Con Marianella Sclavi, «è come se ci fossero due Italie, una al momento ancora parecchio contro-corrente che sta sperimentando queste pratiche di radicale ridefinizione del fare politica e ci riesce in modo eccellente, mettendo a frutto quelle famose doti di creatività e cura del prodotto finale che ci vengono riconosciute a livello mondiale per settori come la moda, la gastronomia, il Design e l’altra Italia al momento dominante nelle camere del potere, profondamente restia a questi discorsi, sorda, cinica nel volerli “raddrizzare” e percorrere. Dentro la prima Italia ci sono, fra l’altro, i nuovi Master e corsi universitari che finalmente anche nel nostro paese offrono a chi lo desideri la possibilità di acquisire i saperi e competenze pratiche richieste da politiche di mediazione creativa dei conflitti e facilitazione di percorsi partecipativi (…). Dentro la seconda Italia ci sta “la casta” e l’“anti-casta”, i trincerati e i rottamatori, i sì-Tav e i no-Tav, ovvero tutti coloro che dalla desolazione della coazione a ripetere sempre le stesse diagnosi e proposte non riescono ad uscire, come dimostra l’assenza di un forte movimento per una legge analoga al Débat Public (presente in Francia dal 2005) e l’assurda discussione che pretenderebbe di restituire trasparenza e inclusività alla politica facendo leva su meccanismi elettorali (…) invece che su meccanismi di democrazia deliberativa, cioè su come dare voce in capitolo ai cittadini non solo e non tanto nel momento del voto, ma nelle decisioni nel corso dei mandati e delle legislature» .
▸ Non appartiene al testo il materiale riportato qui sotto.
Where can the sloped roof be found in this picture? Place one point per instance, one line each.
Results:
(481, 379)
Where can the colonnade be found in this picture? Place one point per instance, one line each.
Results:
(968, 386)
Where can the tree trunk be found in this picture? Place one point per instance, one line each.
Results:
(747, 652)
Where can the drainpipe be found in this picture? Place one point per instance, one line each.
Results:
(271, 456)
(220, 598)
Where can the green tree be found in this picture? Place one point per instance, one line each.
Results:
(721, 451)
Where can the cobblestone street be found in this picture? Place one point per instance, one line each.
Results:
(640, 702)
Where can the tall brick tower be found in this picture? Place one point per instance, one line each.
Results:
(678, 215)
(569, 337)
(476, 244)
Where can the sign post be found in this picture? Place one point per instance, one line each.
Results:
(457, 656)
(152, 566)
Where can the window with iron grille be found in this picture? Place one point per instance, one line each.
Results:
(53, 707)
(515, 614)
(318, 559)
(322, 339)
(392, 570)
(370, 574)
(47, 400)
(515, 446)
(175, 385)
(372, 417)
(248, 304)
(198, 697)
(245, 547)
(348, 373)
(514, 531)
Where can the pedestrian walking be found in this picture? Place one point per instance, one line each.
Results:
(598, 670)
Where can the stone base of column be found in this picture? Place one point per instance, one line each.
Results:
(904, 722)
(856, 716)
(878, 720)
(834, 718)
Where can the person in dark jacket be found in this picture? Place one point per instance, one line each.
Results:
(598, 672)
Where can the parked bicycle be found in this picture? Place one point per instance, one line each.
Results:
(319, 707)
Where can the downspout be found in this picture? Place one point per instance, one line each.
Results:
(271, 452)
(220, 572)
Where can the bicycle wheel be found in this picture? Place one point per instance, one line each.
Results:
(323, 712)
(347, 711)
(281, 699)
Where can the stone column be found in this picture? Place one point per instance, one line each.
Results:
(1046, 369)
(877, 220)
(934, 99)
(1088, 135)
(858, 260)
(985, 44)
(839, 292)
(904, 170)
 Se si vuole accettare davvero la riflessione per cui la crisi è anche un'opportunità, bisogna scegliere una delle due Italie. Scegliere insomma con concretezza, e senza ingrossare il fiume dei proclami roboanti, da che parte stare. A tal proposito, la totale inadeguatezza dell'attuale panorama politico italiano rende il “centro-sinistra” un aggeggio incomprensibile, culturalmente subalterno e senza futuro, quando non politicista e dannoso. 

Anche la “sinistra”, allora, può forse ritrovare se stessa abbandonando paternalismo e smanie di potere, e abbracciando con un pizzico d’incoscienza un'etica quotidiana della partecipazione. È necessario, in ultima analisi, avviare una stagione complessa di trasformazione, che metta in discussione le stesse identità dei singoli e dei soggetti collettivi allo scopo di liberarci del neoliberismo e di riconquistare la democrazia: a patto che quest'ultima sia davvero intesa come una faccenda di vita, e non come una messinscena estetica. Ci vuol tempo e nessuno dice che sia facile: ma d'altronde, si tratta di navigare in mare aperto e senza possedere davvero una bussola.